When council does this, it is gambling that public works has over-estimated how much it will need to keep roads, streets, parking lots and major sidewalks free of snow and ice.
This year is no different. At the Feb. 20 meeting, a big chunk of the $400,000 came by way of a $144,500 reduction in Norfolk’s 2018 winter-control budget.
Lee Robinson, Norfolk’s general manager of public works, told council she was comfortable with this given what she’d heard of the long-range forecast. The sum of $144,500, she said, represents about half the cost of digging out from a big snowstorm.
Robinson said the end of February into March looked relatively quiet. At the time, she wasn’t banking on the major snowfalls that hit southern Ontario March 2 and again Wednesday morning.

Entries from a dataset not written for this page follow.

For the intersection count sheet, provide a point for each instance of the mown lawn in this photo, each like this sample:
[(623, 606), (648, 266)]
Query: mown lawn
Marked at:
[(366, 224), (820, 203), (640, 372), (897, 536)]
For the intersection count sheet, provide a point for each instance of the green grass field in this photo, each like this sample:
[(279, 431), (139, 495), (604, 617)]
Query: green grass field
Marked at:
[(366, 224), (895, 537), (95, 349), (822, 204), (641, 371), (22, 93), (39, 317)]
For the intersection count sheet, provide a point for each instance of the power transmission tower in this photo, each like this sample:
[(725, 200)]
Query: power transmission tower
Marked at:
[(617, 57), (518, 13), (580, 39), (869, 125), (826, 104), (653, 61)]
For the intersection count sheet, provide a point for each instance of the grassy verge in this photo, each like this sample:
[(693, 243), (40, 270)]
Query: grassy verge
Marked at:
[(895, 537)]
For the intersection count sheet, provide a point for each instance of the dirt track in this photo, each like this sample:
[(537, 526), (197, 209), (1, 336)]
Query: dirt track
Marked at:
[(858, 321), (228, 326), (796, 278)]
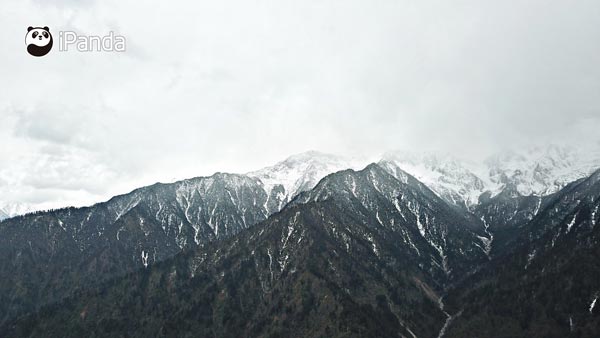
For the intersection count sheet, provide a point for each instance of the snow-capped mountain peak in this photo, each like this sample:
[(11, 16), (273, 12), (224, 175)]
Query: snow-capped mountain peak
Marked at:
[(446, 175), (301, 172)]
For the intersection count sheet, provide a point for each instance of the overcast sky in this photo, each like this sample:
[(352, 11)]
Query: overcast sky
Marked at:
[(236, 85)]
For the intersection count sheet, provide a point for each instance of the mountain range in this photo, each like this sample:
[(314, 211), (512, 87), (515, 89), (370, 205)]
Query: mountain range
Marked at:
[(415, 245)]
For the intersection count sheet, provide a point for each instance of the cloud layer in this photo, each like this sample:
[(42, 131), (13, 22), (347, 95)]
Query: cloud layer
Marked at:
[(236, 85)]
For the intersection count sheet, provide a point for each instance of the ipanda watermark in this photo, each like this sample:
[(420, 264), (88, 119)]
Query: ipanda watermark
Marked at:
[(91, 43), (39, 42)]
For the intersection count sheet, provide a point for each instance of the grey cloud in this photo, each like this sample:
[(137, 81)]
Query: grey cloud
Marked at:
[(233, 86)]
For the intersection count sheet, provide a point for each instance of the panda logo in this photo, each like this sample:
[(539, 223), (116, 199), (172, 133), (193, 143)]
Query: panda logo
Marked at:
[(38, 41)]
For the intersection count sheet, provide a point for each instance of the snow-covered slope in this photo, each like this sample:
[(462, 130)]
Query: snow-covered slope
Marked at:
[(541, 170), (11, 209), (537, 171), (447, 176), (298, 173)]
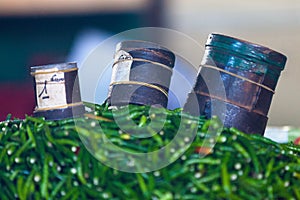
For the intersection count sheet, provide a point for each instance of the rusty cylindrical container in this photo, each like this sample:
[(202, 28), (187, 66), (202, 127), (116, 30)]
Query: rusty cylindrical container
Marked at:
[(141, 74), (249, 73), (57, 92)]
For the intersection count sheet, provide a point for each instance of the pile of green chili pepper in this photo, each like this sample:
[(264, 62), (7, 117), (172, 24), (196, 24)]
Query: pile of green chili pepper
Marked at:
[(49, 160)]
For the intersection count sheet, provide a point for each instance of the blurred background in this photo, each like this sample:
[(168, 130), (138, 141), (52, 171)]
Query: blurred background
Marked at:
[(34, 32)]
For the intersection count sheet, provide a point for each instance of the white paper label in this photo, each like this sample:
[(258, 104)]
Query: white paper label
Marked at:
[(50, 90), (121, 69)]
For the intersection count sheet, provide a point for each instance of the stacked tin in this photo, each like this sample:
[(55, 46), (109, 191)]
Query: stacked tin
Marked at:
[(249, 73)]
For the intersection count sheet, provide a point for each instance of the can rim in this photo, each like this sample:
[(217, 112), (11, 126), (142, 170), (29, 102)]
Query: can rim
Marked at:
[(248, 49)]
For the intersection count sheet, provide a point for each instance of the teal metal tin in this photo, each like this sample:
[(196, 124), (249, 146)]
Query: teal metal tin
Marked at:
[(249, 72)]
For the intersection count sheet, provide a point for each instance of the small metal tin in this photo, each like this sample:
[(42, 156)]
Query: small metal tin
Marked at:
[(57, 92), (141, 74), (249, 72)]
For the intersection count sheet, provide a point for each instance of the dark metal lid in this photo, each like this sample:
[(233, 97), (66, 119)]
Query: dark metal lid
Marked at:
[(248, 49), (148, 51)]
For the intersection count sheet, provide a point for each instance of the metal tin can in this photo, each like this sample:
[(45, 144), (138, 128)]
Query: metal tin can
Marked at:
[(57, 91), (141, 74), (249, 72)]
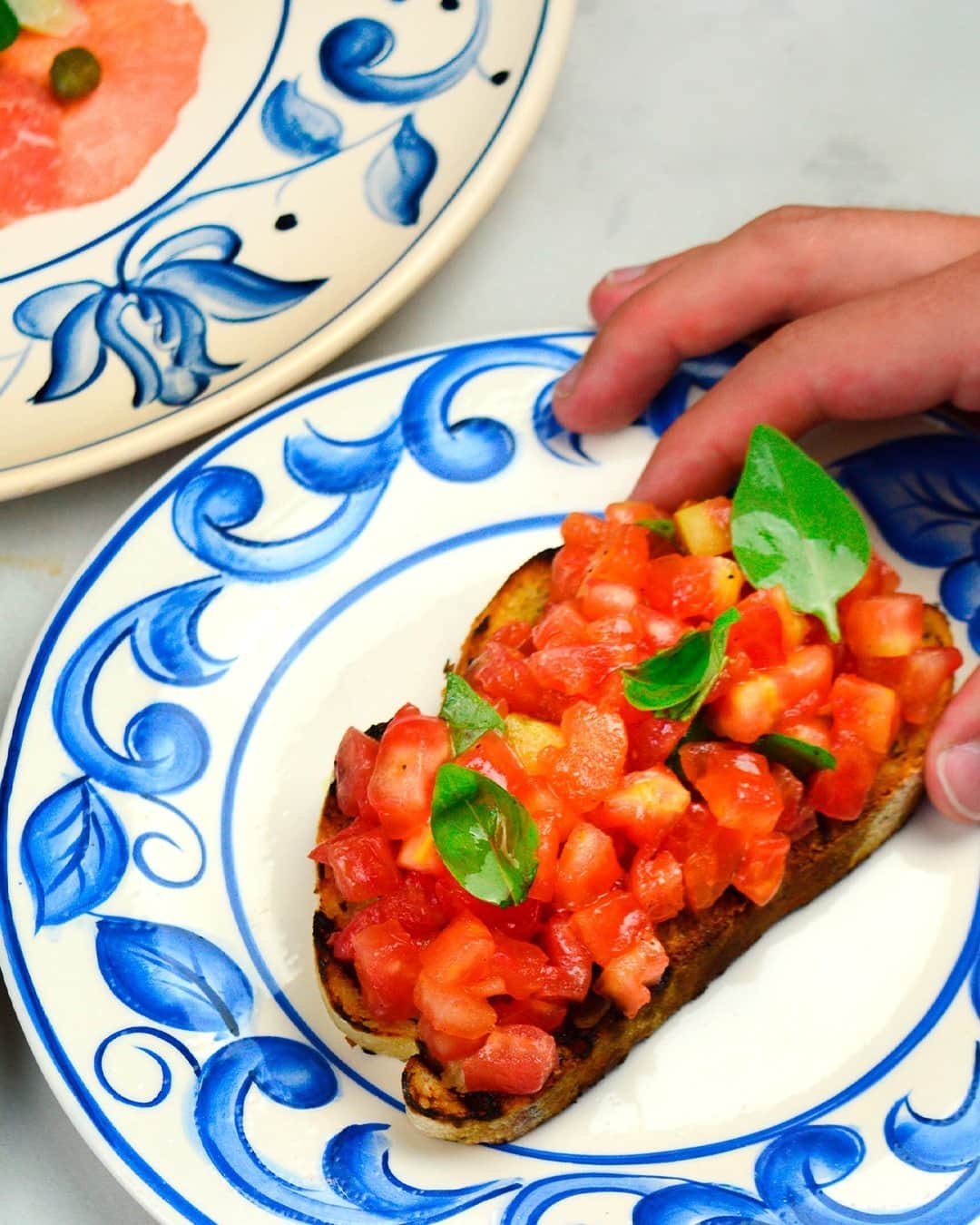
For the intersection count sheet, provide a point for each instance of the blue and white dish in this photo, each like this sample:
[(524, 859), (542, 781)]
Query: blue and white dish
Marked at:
[(318, 175), (167, 756)]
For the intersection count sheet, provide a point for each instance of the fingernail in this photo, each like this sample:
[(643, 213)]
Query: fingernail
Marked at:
[(959, 774), (618, 276), (565, 386)]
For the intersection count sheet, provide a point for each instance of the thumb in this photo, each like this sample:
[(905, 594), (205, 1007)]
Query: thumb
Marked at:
[(953, 756)]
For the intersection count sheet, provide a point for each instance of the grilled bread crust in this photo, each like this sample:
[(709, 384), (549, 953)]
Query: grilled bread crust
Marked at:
[(595, 1035)]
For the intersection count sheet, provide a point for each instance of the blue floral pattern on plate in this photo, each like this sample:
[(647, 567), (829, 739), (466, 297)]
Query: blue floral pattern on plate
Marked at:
[(177, 989)]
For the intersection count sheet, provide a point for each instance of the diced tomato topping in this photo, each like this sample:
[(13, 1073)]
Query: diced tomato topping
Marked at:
[(387, 961), (408, 757), (627, 977), (761, 868), (587, 867), (514, 1059), (885, 625), (867, 710), (737, 784), (361, 861), (646, 805), (356, 760), (692, 587), (759, 631), (612, 925), (657, 882)]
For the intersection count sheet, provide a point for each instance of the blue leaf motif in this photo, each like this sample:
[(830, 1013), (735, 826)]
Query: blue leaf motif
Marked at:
[(352, 51), (359, 1187), (172, 975), (297, 125), (74, 853), (398, 175)]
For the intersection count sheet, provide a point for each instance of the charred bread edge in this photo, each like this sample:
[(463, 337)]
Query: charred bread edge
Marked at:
[(597, 1038)]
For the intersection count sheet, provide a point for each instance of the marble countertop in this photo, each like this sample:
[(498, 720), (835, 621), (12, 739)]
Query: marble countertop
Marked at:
[(671, 124)]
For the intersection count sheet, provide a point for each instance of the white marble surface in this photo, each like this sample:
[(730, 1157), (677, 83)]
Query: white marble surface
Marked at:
[(671, 124)]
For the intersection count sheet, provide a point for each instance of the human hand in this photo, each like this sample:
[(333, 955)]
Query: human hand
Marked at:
[(875, 316)]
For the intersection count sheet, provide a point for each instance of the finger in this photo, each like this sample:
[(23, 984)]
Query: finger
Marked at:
[(891, 353), (783, 266), (953, 756), (622, 283)]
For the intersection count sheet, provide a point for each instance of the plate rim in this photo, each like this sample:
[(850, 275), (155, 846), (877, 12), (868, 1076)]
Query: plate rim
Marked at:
[(308, 358)]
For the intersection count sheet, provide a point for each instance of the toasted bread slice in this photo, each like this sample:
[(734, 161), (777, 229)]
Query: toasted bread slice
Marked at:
[(597, 1036)]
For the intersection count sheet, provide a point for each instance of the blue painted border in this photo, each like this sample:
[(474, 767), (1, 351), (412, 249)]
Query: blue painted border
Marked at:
[(172, 191), (368, 289)]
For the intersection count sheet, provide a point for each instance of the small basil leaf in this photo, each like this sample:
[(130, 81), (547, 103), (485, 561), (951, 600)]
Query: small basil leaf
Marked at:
[(797, 755), (675, 682), (661, 527), (467, 714), (485, 837), (793, 524)]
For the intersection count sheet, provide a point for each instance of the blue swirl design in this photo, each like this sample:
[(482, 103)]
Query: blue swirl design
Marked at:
[(167, 748), (74, 853), (172, 975), (359, 1186), (924, 493), (154, 320), (352, 52)]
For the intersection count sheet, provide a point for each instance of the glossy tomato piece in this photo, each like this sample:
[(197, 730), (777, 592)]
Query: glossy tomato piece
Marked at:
[(692, 587), (759, 631), (761, 868), (356, 760), (738, 786), (842, 793), (569, 972), (627, 977), (593, 760), (387, 961), (361, 861), (867, 710), (610, 925), (587, 867), (401, 788), (657, 882), (646, 805), (514, 1059), (885, 625)]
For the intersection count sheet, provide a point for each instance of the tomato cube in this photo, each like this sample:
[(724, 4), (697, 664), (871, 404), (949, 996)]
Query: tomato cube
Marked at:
[(387, 962), (738, 786), (885, 625), (627, 977), (593, 760), (514, 1060), (867, 710), (408, 757), (587, 867), (361, 861), (657, 882), (761, 868), (646, 805), (610, 925), (356, 760), (692, 587)]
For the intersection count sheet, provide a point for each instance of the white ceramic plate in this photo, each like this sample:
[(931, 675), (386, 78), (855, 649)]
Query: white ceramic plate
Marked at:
[(332, 157), (167, 757)]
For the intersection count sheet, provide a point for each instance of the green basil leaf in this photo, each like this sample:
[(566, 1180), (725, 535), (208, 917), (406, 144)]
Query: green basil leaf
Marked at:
[(485, 838), (9, 24), (661, 527), (675, 682), (793, 524), (467, 714), (797, 755)]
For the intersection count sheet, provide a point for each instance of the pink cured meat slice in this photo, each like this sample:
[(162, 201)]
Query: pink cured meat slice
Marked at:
[(150, 52)]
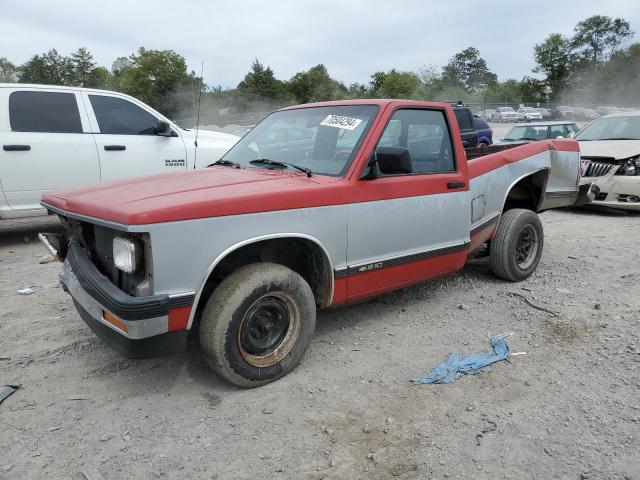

Still, Robinson says the potential remains to hang onto the $144,500 reduction.
“Our budget is from Jan. 1 to Dec. 31,” she said this week in an email. “As such, there is still room in our 2018 budget for snow removal. We are not in ‘overrun-operating deficit’ territory yet. We will not know until late November-early December.”
Despite the intensity of the snowstorms so far this month, Robinson said they are the easiest and cheapest to clean up. The expensive snow, she added, is the dry kind that falls during cold, windy spells.
Robinson says snowplows can be on the road for days removing drifting snow from a single storm. That’s not a consideration with heavy, wet snow that falls when day-time temperatures are above freezing.
Reducing winter-control estimates is risky because the budget numbers are based on a formula. Estimates in this area represent a rolling average encompassing costs over the past five years. A big cut assumes a big deviation in the weather to come.
Other items cut from the 2018 budget include:
• Fuel: $40,000
• Vehicle GPS units: $25,000
• Legal fees: $50,000
• Four-day postponement of Provincial Offences court: $6,500
• Ambulance budget: $10,200
• Fire department: $4,300
• Port Dover Harbour Marina: $15,000
• Parks & recreation: $40,500
• Eva Brook Donly Museum: $24,000
Staff suggested eliminating Norfolk’s $40,000 cat-control partnership with the Simcoe & District Humane Society and Norfolk PAWS.
However, council decided to keep the program in place. During a recent presentation, council heard that these groups’ trap, neuter and adopt campaign is making a dent in Norfolk’s feral cat population.
Norfolk treasurer James Johnson said staff will use the remainder of 2018 to make up the savings elsewhere. Options include “gapping,” which involves payroll savings from deferred hiring for necessary positions.